Does key authentication in SSH(2) protect from MitM by providing authentication and integrity and why?
How do cryptography in SSH(2) work?
This is a very broad question. If you're interested in the details, then read the relevant RFCs that describe the SSH protocol. In particular:
Does key authentication in SSH(2) protect from MitM by providing authentication and integrity and why?
Assuming you're referring to Public Key Authentication (where a client authenticates by proving they hold the private key of a pre-shared public key), then not directly/entirely. Public key authentication is a feature of the SSH Authentication Protocol, which runs on top of the SSH Transport Protocol, and generally assumes that the transport protocol provides confidentiality and integrity.
The Public Key Authentication does provide some protection against mitm attacks (by associating the proof of the private key with the SSH session ID), which will prevent the mitm passing on the private key proof as an authentication credential, but won't prevent an attacker using other credentials to access the target system.
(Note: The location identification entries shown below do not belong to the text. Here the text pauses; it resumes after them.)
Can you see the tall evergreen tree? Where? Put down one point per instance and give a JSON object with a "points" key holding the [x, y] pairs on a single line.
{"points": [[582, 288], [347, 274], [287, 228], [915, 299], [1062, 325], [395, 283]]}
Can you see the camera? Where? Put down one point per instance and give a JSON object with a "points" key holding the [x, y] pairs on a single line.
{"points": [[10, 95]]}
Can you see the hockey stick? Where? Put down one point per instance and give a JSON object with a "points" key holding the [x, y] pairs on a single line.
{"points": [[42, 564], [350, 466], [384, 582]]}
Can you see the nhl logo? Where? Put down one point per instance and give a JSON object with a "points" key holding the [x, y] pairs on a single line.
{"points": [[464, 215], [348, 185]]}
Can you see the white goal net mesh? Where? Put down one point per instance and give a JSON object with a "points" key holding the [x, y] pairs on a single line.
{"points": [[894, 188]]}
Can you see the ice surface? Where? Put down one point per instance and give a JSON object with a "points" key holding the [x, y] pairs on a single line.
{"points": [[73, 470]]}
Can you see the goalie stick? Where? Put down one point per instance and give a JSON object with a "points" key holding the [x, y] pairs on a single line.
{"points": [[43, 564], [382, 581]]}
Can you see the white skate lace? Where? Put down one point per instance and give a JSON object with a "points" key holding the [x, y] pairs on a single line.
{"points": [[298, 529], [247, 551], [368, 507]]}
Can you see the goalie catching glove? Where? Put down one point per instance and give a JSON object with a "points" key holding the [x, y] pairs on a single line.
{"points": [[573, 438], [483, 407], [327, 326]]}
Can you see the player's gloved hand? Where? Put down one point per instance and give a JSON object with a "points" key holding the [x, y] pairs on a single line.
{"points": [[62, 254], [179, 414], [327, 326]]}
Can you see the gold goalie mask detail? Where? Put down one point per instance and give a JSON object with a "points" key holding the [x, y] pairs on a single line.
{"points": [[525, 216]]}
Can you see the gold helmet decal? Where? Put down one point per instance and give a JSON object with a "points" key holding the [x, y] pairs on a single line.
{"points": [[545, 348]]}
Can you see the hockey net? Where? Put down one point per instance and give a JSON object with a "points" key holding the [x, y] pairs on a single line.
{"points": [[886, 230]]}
The primary mechanism for man-in-the-middle prevention in the SSH Transport Protocol is the verification of pre-shared (or otherwise verifiable via some trusted channel) host keys.
RFC 4251 - The Secure Shell (SSH) Protocol Architecture discusses potential Man-in-the-middle attacks on the SSH protocol and the approaches taken to prevent them.
I am sorry that I can not comment your post, and have to write this as answer...
But maybe you want to move this question to security.stackexchange.com.
And the security goal of key authentication is that both enities can be sure that the public key of the other person actually does belong to the other person. This should prevents a potential attacker from passing false keys to both parites in order to decipher their communication.
If by authentication and integrity you mean key authentication and key integrity, and by that you meant what i will just assume you meant, I would say yes, it protects from "this kind of" mitm attacks. But remember that there are still other methods to perform mitm attacks.